There’s a guy who works at the CVS by my house where I frequent because they have the best deals on cereal and makeup. His name is Christian. That’s all I know about him besides the fact that his smile makes me warm.
This post is extremely irrelevant, but I just need to share how I could be having the worst day ever….but then I’ll walk into that CVS, and he’ll smile that big, perfect, pearly white, where’ve you been all my life smile at me, and it makes everything better.
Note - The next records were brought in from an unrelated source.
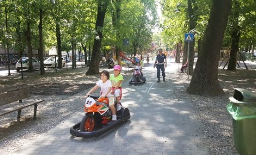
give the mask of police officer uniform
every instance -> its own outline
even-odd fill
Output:
[[[160,69],[162,71],[162,76],[163,76],[163,81],[165,81],[165,63],[164,60],[166,60],[166,56],[164,54],[162,55],[158,54],[157,55],[155,65],[157,67],[157,78],[158,79],[158,82],[160,82]]]

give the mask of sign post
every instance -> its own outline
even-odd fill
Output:
[[[194,34],[192,33],[185,33],[185,42],[188,42],[188,80],[189,80],[189,60],[190,60],[190,54],[189,54],[189,43],[193,41]]]
[[[125,55],[126,55],[126,46],[129,45],[129,39],[125,38],[123,40],[123,45],[125,45]],[[125,78],[126,78],[126,67],[127,63],[126,62],[126,59],[125,59]]]

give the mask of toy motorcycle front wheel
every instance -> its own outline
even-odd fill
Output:
[[[92,131],[94,129],[95,121],[92,114],[86,114],[82,120],[80,124],[81,131]]]

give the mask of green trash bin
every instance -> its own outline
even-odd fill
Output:
[[[233,118],[235,145],[241,155],[256,154],[256,93],[236,89],[227,109]]]

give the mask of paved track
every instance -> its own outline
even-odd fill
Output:
[[[198,133],[202,125],[192,104],[175,97],[175,90],[182,87],[176,83],[177,68],[177,64],[168,62],[165,82],[156,83],[152,63],[145,64],[147,81],[143,85],[129,86],[129,79],[125,79],[122,103],[130,110],[131,119],[104,135],[72,137],[69,128],[84,114],[79,111],[12,154],[209,154]]]

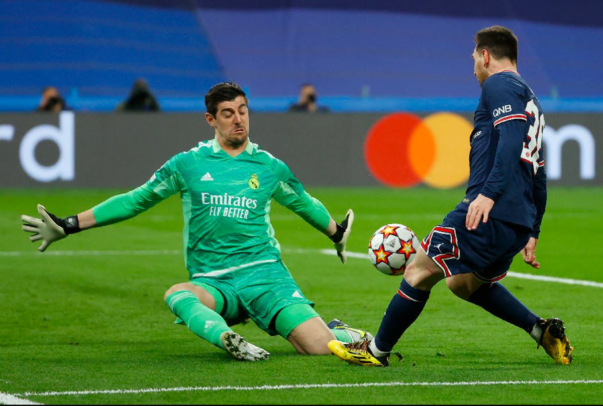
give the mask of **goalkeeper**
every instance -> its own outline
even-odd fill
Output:
[[[42,219],[22,216],[24,231],[42,240],[44,251],[70,234],[131,218],[179,193],[189,280],[165,296],[177,322],[241,360],[269,355],[230,329],[248,318],[303,354],[330,354],[327,344],[336,338],[372,338],[337,319],[327,326],[283,263],[269,216],[274,199],[329,236],[345,263],[353,212],[336,223],[282,161],[250,142],[248,102],[238,85],[216,84],[205,104],[213,139],[172,157],[142,186],[77,215],[59,218],[38,205]]]

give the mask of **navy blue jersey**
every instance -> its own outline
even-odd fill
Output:
[[[505,70],[484,81],[463,203],[481,193],[494,201],[490,217],[528,227],[536,238],[546,205],[544,128],[540,104],[519,73]]]

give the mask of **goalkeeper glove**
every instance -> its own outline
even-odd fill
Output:
[[[48,246],[55,241],[62,240],[70,234],[81,231],[77,216],[61,219],[46,211],[46,208],[41,204],[37,205],[37,209],[42,219],[24,214],[21,216],[21,220],[24,223],[21,225],[21,229],[24,231],[34,233],[30,236],[31,242],[42,240],[42,244],[38,247],[38,251],[41,252],[46,251]]]
[[[337,224],[337,231],[329,237],[335,244],[335,249],[337,251],[337,256],[344,264],[347,260],[347,256],[346,255],[346,243],[347,242],[347,238],[350,236],[350,233],[352,232],[352,223],[353,222],[354,212],[350,208],[347,211],[346,219],[341,222],[341,224]]]

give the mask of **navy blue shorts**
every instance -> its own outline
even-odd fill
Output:
[[[531,230],[489,218],[470,231],[465,226],[467,208],[459,204],[423,239],[421,247],[446,278],[473,273],[482,282],[496,282],[507,275],[513,257],[529,240]]]

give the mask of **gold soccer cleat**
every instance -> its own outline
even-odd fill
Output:
[[[365,366],[387,366],[390,364],[390,354],[375,357],[368,349],[368,340],[356,343],[343,343],[332,340],[327,345],[331,352],[342,361],[350,364]]]
[[[573,347],[565,334],[563,321],[555,318],[542,319],[540,328],[543,333],[538,346],[542,346],[555,364],[571,363]]]

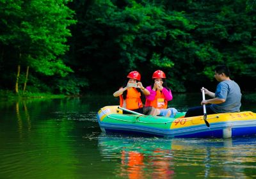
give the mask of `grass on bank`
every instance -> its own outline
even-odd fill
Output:
[[[66,97],[65,95],[54,95],[45,93],[15,93],[9,90],[0,90],[0,98],[12,100],[20,98],[61,98]]]

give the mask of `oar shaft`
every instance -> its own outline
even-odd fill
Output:
[[[131,110],[129,110],[129,109],[125,109],[125,108],[124,108],[124,107],[119,107],[119,106],[118,106],[118,109],[121,109],[123,110],[123,111],[127,111],[127,112],[131,113],[132,113],[132,114],[138,114],[138,115],[144,115],[143,114],[141,114],[141,113],[137,113],[137,112],[131,111]]]
[[[203,100],[205,100],[205,94],[204,94],[204,87],[202,88],[202,90],[203,90],[202,91],[202,96],[203,96]],[[205,104],[204,104],[203,106],[204,106],[204,114],[206,114]]]

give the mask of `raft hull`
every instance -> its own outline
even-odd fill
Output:
[[[256,134],[256,114],[251,111],[170,118],[123,114],[118,106],[106,106],[98,112],[102,132],[163,137],[228,138]]]

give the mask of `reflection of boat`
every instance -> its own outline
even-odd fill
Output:
[[[167,137],[223,137],[256,134],[256,114],[251,111],[171,118],[123,114],[118,105],[106,106],[97,114],[102,131]]]

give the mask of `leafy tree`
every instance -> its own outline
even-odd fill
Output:
[[[21,65],[36,74],[61,77],[72,72],[61,59],[71,36],[67,27],[75,23],[66,1],[0,0],[1,70],[11,74]]]

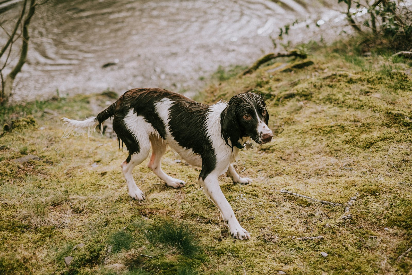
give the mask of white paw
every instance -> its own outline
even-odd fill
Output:
[[[240,183],[241,184],[248,184],[252,183],[252,180],[249,178],[240,178],[238,181],[233,181],[234,183]]]
[[[230,235],[235,239],[239,240],[247,240],[250,238],[250,234],[246,229],[239,226],[233,226],[230,228]]]
[[[139,202],[146,198],[146,197],[145,197],[145,194],[138,188],[133,190],[129,190],[128,193],[129,195],[130,196],[131,198],[138,200]]]
[[[166,184],[168,186],[171,186],[173,188],[179,188],[185,186],[186,183],[177,179],[172,179],[171,180],[166,181]]]

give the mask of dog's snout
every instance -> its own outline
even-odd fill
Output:
[[[262,140],[265,143],[270,142],[272,141],[272,137],[273,137],[273,135],[272,134],[272,133],[264,134],[262,136]]]

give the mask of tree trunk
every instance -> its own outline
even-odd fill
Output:
[[[36,0],[30,0],[30,5],[28,13],[23,23],[23,44],[21,45],[21,52],[20,53],[20,57],[14,68],[6,77],[6,80],[4,82],[3,87],[3,96],[0,99],[2,104],[5,104],[9,100],[13,90],[13,84],[14,83],[14,79],[16,78],[16,76],[20,72],[21,70],[21,67],[26,63],[26,57],[27,56],[27,51],[28,49],[28,40],[30,38],[28,35],[28,26],[30,24],[30,20],[34,14],[36,9]]]

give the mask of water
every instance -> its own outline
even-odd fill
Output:
[[[297,19],[278,45],[332,39],[341,29],[331,26],[344,23],[335,8],[309,0],[51,2],[32,19],[12,101],[49,98],[58,89],[65,96],[159,87],[192,95],[220,65],[247,65],[281,50],[270,37]]]

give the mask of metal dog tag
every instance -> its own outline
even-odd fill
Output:
[[[253,149],[253,145],[250,142],[246,142],[245,143],[245,148],[246,149],[246,150],[248,150],[248,149]]]

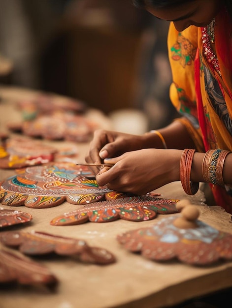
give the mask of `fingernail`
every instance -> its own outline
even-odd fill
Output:
[[[102,159],[106,158],[108,152],[106,150],[103,150],[99,153],[99,156],[101,158],[102,158]]]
Christian’s an average white guy. I think his eyes are blue, they change sometimes. I know because we lock them every single time we speak and literally don’t separate them until I walk away. They’re gorgeous. The kind you get lost and forget your name in. He’s got a pretty fly beard too, but other than that, he’s your average Joe. We don’t hold any type of conversation, besides his obligatory, “How are you today?”, “Anything I can help you find?” “Will that be all for you today?” lol. But, I think it’s best that way. It keeps things innocent, juvenile and high school. It keeps me from having to find out if you’re a good guy or really a jerk…or if you have 6 kids and 8 baby mommas (yeah, I know what I said!)…or if CVS is your dream job and that’s all you want to do in life, or if the reason you’re there is because you’re a convicted felon and that’s the only job you could get. I wouldn’t judge him based on any of these things, of course, but they’re not date material and they’d taint my perfect image of him. So small talk and smiles is good.
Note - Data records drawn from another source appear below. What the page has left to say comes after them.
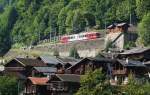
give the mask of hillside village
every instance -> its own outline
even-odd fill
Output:
[[[124,49],[125,43],[137,38],[128,31],[129,27],[127,23],[108,26],[105,49],[98,56],[79,59],[50,55],[15,57],[3,65],[0,75],[15,76],[18,85],[23,83],[18,95],[73,95],[80,88],[81,77],[100,68],[113,86],[128,84],[130,74],[139,81],[149,80],[150,48]]]

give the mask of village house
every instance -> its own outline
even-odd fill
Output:
[[[110,64],[115,62],[113,59],[107,58],[84,58],[66,70],[70,74],[84,75],[89,70],[102,68],[103,72],[109,73]]]
[[[47,77],[28,77],[25,81],[24,95],[51,95],[46,90]]]
[[[80,75],[54,74],[49,77],[29,77],[24,95],[73,95],[80,87]]]
[[[111,67],[112,74],[110,83],[112,85],[127,84],[130,74],[132,74],[136,79],[148,76],[148,69],[146,65],[140,61],[118,59]]]
[[[65,69],[78,62],[78,59],[72,57],[39,56],[37,59],[46,63],[49,67],[57,68],[57,73],[64,74]]]
[[[51,74],[57,73],[57,68],[55,67],[33,67],[31,69],[31,77],[47,77]]]

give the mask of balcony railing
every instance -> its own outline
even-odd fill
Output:
[[[127,74],[127,70],[113,70],[112,71],[113,75],[123,75],[123,74]]]
[[[23,67],[5,67],[6,71],[22,71],[25,70]]]
[[[50,91],[67,91],[68,87],[65,85],[65,83],[55,82],[55,83],[49,83],[47,85],[47,90],[50,90]]]

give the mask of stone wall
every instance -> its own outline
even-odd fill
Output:
[[[72,47],[76,47],[80,57],[94,57],[100,50],[104,49],[104,38],[90,41],[76,41],[66,44],[57,43],[53,45],[36,46],[33,50],[47,51],[51,52],[51,54],[53,54],[54,50],[57,50],[60,56],[68,56]]]

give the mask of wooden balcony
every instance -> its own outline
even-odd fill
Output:
[[[113,70],[112,74],[113,75],[125,75],[125,74],[127,74],[127,70],[126,69],[124,69],[124,70]]]
[[[68,87],[63,82],[53,82],[47,85],[47,90],[50,91],[67,91]]]
[[[25,68],[23,67],[5,67],[6,71],[23,71]]]

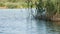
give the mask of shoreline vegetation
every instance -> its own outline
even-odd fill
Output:
[[[45,8],[47,19],[60,21],[60,0],[0,0],[0,8],[36,8],[37,15],[41,15]],[[36,18],[41,18],[41,16],[36,16]]]

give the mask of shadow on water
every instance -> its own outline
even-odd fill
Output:
[[[0,34],[60,34],[60,22],[35,20],[21,10],[0,11]]]

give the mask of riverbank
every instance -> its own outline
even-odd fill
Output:
[[[60,22],[60,14],[56,14],[51,18],[52,21],[54,22]]]

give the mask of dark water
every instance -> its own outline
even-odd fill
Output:
[[[60,34],[59,22],[31,17],[28,9],[0,9],[0,34]]]

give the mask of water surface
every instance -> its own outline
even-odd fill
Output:
[[[28,9],[0,9],[0,34],[60,34],[59,22],[31,18]]]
The look? It’s not lusty. It’s not creepy. It’s not weird at all. He legit looks at me like I could be the love of his life…like I’m the most beautiful woman he’s ever seen…like, “Girl, I’d have dinner ready, fresh flowers on the table, the house cleaned and rub your feet and back when you got off work…EVERYDAY, and I’d do it with a smile…but I’d also tear that ass up if you’d let me.” It’s a refreshing ass look.
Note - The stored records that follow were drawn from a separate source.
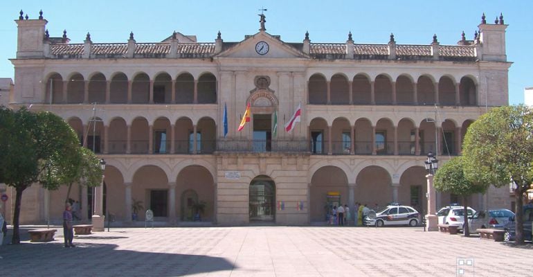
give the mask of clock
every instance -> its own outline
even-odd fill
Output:
[[[259,42],[255,44],[255,52],[259,55],[265,55],[269,53],[269,44],[264,42]]]

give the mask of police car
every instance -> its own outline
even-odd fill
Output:
[[[377,212],[371,211],[364,218],[365,225],[375,225],[377,227],[385,225],[408,225],[414,227],[418,225],[419,221],[420,215],[417,210],[397,203],[392,203]]]

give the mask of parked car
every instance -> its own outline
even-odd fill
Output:
[[[476,210],[467,207],[467,215],[473,215]],[[464,207],[462,206],[450,205],[442,207],[437,213],[438,224],[457,226],[458,230],[462,230],[464,224]]]
[[[522,219],[523,220],[523,236],[524,240],[532,240],[532,224],[533,222],[533,205],[528,204],[524,206],[523,211]],[[516,222],[514,216],[509,219],[509,222],[503,227],[505,230],[504,240],[505,241],[514,240],[516,236]]]
[[[365,225],[381,227],[385,225],[408,225],[415,226],[420,222],[420,215],[409,206],[389,205],[374,213],[370,213],[363,219]]]
[[[509,218],[514,216],[514,213],[506,208],[478,211],[469,217],[468,226],[472,233],[476,233],[478,229],[503,229]]]

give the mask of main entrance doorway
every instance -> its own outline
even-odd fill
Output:
[[[253,152],[270,152],[272,149],[272,115],[253,115]]]
[[[250,221],[273,221],[275,213],[275,185],[268,176],[261,175],[250,183]]]

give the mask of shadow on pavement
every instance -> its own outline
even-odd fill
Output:
[[[12,276],[174,276],[231,271],[235,267],[224,258],[204,255],[120,250],[116,244],[80,241],[75,244],[74,248],[50,242],[3,245],[2,271]]]

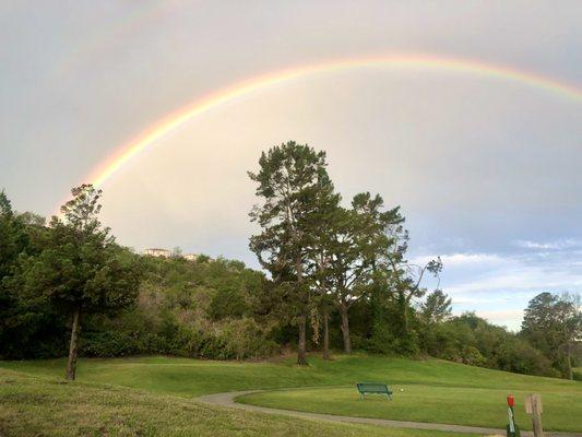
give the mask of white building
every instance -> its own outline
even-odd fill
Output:
[[[167,250],[167,249],[157,249],[157,248],[152,248],[152,249],[145,249],[143,251],[143,255],[150,255],[152,257],[164,257],[164,258],[169,258],[171,256],[171,251]]]

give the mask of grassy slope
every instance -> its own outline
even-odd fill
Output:
[[[330,391],[272,392],[246,398],[246,402],[296,410],[329,412],[409,421],[443,422],[502,427],[507,421],[504,399],[513,392],[518,420],[524,428],[523,394],[543,394],[544,425],[549,429],[582,430],[582,382],[536,378],[429,359],[336,357],[332,363],[311,358],[299,368],[281,363],[223,363],[182,358],[83,359],[81,381],[108,382],[156,393],[193,397],[203,393],[261,388],[353,386],[359,380],[387,381],[396,389],[388,404],[379,399],[359,402],[353,388]],[[37,375],[60,376],[62,361],[0,363]]]
[[[0,369],[0,436],[391,436],[444,433],[336,425]]]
But what’s crazy is that I look forward to seeing him when I go there. I’m never going FOR him, but when I pull up, I do “hope Christian is at work”, so I can get my dose of adoration and stolen glances from the guy who stocks my Honey Bunches of Oats with Almonds, lol. It’s quite ridiculous that at this time in my grown ass adult life that THAT’S what I have to genuinely look forward to approximately once a week or two.
…………..But, I’ll take it. I smile just as stupidly when I see him. And it’s not because I like him. I don’t know him, but what woman doesn’t want to feel like when she walks in a room, someone’s world stops? And so what if it’s between the box of maple oatmeal and chewy granola bars. These days I take my happiness where I can get it. I’m grateful for you, Christian. Thank you for making me feel like a woman.